Humans have been making unhappy judgments for centuries. Shakespeare's Hamlet expressed the happier accepting belief, "there is nothing good or bad but thinking makes it so." If the happier alternative has been known for so long, why hasn't it been followed? The reason is that we have been thoroughly indoctrinated in right-wrong and good-bad thinking. It is a natural thinking stage for children to pass through. Most of us incorporated a plethora of such messages in our childhoods. We may fail yet to see their tyrannical nature. For right-wrong and good-bad judgments about situations/others cause most of us much unhappiness every single day of our lives.
Another reason for our judgments is our poor self-esteem. Most of us have areas of our lives (our thinking, our emotions, our relationships, our sexuality, our addictions or our hang-ups), which we judge as not being OK, areas in which we have poor self-esteem. We then often try to make ourselves feel better at someone else's expense by judging them inferior in some way, "Look at how good I am in comparison." The macho "women are inferior" judgment has its roots in poor male self-esteem; vulnerability, humanness and caring are covered with a facade of strength. Current male bashing also has similar roots in poor female self-esteem.
I personally strive never to feel or think that another's behavior or action is ever wrong or bad. I can always find some reasoning process to validate and accept what at first glance may seem very wrong or bad. Usually I do this by reaffirming my beliefs that we are all perfect as described later in this chapter or by reaffirming my Earth School beliefs, which require all of us to learn in ways that we might not consciously desire. I can always find a possible reason why such situations or behaviors are as they should be, instead of judging them wrong or bad. By reaffirming my belief that whatever is in our lives is in our best interest, I am able to drop the shoulds. You too have the capability for dropping your shoulds by truly accepting the following happier ways of thinking: we are always perfect, we all are students here on Earth School and everything in our lives is in our own best interest. Where the word should is used, there is an unhappy judgment.

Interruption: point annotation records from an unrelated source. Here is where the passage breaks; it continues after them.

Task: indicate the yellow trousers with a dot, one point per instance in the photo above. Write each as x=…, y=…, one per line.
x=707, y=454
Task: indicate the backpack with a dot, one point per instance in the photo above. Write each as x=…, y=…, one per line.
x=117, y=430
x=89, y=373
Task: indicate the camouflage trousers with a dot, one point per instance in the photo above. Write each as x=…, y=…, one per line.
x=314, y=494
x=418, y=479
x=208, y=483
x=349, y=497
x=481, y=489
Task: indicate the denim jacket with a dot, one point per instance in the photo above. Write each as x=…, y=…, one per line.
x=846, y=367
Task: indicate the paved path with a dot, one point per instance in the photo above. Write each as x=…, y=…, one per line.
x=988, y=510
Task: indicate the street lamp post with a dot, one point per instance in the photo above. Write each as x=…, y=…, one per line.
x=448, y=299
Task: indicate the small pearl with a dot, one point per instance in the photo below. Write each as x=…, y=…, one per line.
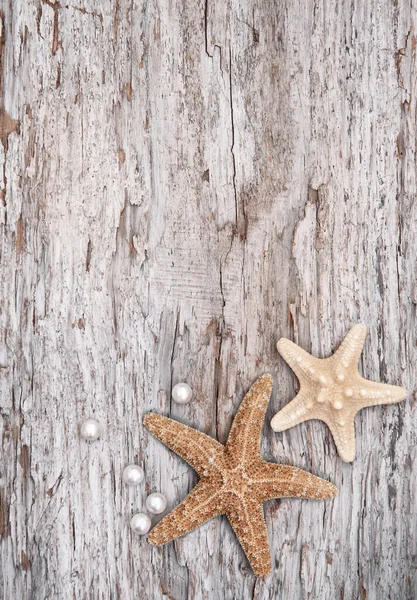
x=156, y=503
x=140, y=523
x=133, y=475
x=90, y=430
x=182, y=393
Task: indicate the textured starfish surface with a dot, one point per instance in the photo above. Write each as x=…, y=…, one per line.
x=332, y=390
x=234, y=480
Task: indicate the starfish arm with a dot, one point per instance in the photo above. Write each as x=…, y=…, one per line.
x=245, y=434
x=293, y=413
x=304, y=365
x=201, y=505
x=196, y=448
x=343, y=431
x=371, y=393
x=246, y=516
x=350, y=350
x=282, y=481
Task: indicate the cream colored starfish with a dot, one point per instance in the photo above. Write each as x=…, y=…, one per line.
x=332, y=390
x=234, y=480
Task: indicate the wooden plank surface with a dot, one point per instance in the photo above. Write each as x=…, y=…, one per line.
x=183, y=183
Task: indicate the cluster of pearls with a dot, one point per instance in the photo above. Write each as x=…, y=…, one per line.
x=133, y=474
x=182, y=393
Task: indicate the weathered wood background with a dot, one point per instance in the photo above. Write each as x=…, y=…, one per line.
x=183, y=183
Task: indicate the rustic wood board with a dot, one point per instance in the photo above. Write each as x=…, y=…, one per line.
x=183, y=183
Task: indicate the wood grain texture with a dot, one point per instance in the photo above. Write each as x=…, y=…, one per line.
x=183, y=183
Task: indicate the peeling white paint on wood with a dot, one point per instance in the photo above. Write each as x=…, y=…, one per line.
x=183, y=184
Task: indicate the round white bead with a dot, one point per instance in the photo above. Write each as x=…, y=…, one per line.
x=156, y=503
x=133, y=475
x=182, y=393
x=90, y=430
x=140, y=523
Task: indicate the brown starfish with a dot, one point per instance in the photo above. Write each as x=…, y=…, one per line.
x=234, y=480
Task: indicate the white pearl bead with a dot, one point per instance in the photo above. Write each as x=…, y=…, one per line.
x=140, y=523
x=133, y=475
x=156, y=503
x=90, y=430
x=182, y=393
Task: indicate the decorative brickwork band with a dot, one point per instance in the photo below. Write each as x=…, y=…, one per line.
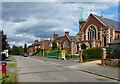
x=103, y=56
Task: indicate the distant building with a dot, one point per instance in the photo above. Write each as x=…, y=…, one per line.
x=96, y=31
x=0, y=41
x=66, y=42
x=46, y=44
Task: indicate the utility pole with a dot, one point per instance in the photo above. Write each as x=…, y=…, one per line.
x=43, y=47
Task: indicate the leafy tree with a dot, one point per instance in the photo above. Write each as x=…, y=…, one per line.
x=15, y=50
x=54, y=46
x=25, y=48
x=21, y=50
x=5, y=44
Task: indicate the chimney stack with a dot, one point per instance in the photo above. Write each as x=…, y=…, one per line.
x=67, y=33
x=55, y=36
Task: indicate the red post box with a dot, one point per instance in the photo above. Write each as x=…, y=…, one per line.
x=3, y=64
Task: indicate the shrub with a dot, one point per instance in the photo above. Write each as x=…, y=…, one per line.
x=63, y=51
x=92, y=53
x=68, y=56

Make sure not to judge yourself as bad or wrong when you find yourself making a judgment. For you and your judgments are, of course, perfect for that moment. The key is to start along the change path towards the goal of dropping that judgment the next time that identical situation arises.

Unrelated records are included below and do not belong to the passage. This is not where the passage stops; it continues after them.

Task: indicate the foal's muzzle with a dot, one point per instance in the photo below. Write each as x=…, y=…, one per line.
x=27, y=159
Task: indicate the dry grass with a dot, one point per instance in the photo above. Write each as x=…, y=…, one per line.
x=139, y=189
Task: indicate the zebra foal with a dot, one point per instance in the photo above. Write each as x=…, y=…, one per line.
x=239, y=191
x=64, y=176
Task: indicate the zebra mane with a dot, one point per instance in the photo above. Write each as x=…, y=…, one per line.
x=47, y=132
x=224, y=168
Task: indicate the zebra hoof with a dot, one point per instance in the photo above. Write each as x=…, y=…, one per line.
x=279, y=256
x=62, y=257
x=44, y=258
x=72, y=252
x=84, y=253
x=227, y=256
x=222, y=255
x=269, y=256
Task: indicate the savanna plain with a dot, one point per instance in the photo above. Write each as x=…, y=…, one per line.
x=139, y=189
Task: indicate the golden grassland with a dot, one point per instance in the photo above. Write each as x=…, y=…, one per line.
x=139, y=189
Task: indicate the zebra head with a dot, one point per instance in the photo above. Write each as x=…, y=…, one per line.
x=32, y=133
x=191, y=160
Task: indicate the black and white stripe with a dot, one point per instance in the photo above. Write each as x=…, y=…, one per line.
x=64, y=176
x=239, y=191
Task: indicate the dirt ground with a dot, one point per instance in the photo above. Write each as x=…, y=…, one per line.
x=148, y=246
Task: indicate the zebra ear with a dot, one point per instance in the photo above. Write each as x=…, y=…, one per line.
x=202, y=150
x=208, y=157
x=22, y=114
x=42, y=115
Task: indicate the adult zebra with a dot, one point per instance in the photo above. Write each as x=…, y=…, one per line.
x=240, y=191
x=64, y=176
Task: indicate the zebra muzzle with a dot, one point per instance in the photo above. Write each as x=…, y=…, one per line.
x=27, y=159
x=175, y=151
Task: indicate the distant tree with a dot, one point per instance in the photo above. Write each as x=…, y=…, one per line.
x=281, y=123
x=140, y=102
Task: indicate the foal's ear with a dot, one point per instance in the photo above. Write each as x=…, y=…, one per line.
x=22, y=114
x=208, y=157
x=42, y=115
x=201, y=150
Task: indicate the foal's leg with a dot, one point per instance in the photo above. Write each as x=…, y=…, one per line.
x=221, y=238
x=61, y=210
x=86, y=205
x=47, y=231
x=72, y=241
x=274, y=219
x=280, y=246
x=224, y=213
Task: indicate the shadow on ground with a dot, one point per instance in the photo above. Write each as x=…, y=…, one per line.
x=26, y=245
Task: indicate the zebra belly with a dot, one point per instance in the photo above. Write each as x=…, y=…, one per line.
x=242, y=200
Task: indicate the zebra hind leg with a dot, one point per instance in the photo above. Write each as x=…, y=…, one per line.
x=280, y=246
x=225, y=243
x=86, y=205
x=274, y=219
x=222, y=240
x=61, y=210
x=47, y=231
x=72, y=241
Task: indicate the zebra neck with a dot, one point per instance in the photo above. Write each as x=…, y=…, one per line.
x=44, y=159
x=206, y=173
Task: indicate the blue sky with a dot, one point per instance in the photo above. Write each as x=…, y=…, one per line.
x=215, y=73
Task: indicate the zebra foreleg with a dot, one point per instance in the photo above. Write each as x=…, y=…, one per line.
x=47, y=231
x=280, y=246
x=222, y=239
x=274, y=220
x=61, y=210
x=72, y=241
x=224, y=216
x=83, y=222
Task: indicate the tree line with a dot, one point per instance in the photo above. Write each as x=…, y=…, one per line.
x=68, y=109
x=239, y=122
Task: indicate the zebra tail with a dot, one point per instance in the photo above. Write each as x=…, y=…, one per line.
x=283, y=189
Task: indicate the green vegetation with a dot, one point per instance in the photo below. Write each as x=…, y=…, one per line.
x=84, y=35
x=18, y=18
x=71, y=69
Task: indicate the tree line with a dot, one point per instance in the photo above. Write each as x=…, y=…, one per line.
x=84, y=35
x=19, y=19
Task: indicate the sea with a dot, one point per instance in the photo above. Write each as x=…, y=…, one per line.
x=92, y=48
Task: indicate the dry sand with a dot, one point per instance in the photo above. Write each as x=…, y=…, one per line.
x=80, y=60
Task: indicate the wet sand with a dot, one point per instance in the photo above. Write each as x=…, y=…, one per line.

Some judgments as to what is right-wrong or good-bad for me are still sometimes necessary. They are useful (not tyrannical) with reference to selecting action. For example, I won't do that now because I learned in the past that felt wrong, or that possibility feels wrong for me so I won't proceed along those lines in the immediate future. Such judgments do not apply to others. Just because I found something did not work for me doesn't mean that it will not be exactly what you need to do (or, for that matter, what I may need to do in the future).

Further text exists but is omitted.